The effects we experienced after introducing this new process were overall very positive:
- Our development velocity saw a tremendous increase.
- The tech leads have more time for other tasks as most questions concerning a specific topic can be answered by the sub-domain sponsors.
- It gave more genuine software engineering responsibilities back to the engineers, which most were very happy about. Using the above-mentioned workflow, each sponsor can have a clear picture of what should be ready, at which point in time, allowing them to organize their workdays more precisely.
- Our meetings turned out to be way leaner and thus more focused than before since only the interfacing sub-domains' sponsors take part in it, plus maybe a tech lead, if necessary. This does mandate that decisions are properly documented, but our focus has shifted toward this immensely — which is necessary for a project of this size anyhow.
The major negative effect that we experienced is that the sub-domains can become silos over time, trapping their sponsors in them:
- This can have negative effects in the form of overloading some sponsors with work, which we want to avoid, of course. This is by far the biggest challenge, and when implementing this process, take care to keep employee satisfaction high and stress levels low. Make sure to regularly check back with the sponsors on how it is going.

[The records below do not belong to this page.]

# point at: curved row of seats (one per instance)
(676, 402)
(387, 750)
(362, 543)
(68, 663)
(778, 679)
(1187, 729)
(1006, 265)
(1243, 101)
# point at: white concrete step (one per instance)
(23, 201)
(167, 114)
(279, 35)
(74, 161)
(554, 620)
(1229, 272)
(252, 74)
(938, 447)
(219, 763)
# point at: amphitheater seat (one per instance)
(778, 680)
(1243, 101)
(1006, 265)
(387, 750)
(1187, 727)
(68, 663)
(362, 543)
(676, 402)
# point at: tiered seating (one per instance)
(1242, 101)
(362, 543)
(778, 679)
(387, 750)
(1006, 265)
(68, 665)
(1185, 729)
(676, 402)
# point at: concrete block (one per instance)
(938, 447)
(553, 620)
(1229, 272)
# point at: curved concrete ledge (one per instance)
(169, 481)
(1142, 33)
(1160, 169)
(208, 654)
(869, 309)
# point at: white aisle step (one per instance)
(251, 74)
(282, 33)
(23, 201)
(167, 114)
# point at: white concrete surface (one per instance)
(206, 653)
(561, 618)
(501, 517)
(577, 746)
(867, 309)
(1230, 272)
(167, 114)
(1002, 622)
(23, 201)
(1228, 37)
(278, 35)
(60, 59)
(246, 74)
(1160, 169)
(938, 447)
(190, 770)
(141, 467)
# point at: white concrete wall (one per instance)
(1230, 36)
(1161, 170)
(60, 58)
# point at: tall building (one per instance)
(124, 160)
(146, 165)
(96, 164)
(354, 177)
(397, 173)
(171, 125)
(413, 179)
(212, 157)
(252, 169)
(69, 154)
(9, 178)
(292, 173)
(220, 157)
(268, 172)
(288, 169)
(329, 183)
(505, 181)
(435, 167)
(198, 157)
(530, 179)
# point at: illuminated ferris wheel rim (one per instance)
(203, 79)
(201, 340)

- It can be difficult to keep a good balance between domain sponsorship efforts and development under this process. Thus, keep an eye on the time distribution, and either split up the sub-domains to decrease the domain sponsorship workload per sub-domain or let one sub-domain be sponsored by more than one person.
- The knowledge about that sub-domain getting trapped in its silo is another problem that we try to tackle with adequate documentation, as already mentioned. We can claim that this works well as new team members seem to be up to speed swiftly after joining. Nevertheless, this is an ongoing effort for the whole team.
A final note is that this process was for now just devised and utilized by the FCA team within Picnic. However, our CTO is aware of this process, as well as its positive and negative effects. Possibly, other teams within Picnic will adopt it as well in the future — after all, it is particularly applicable for larger domains and team sizes.
To summarize, the core of the devised process is to give more software engineering responsibility back to your company’s engineers. Importantly, I purposefully used the term engineer throughout this article instead of software developer or programmer. This mandates a few pre-conditions: The hired people must be comfortable with engineering, not just developing, and they must be up for the challenge — it is certainly not everyone’s cup of tea in this space, which is perfectly fine, of course. Since the number of sub-domains is finite, a hybrid approach is also conceivable, where only some people sponsor sub-domains. Finally, the tech leads and the CTO must be comfortable with putting trust in their engineers' abilities, which is certainly the case at Picnic.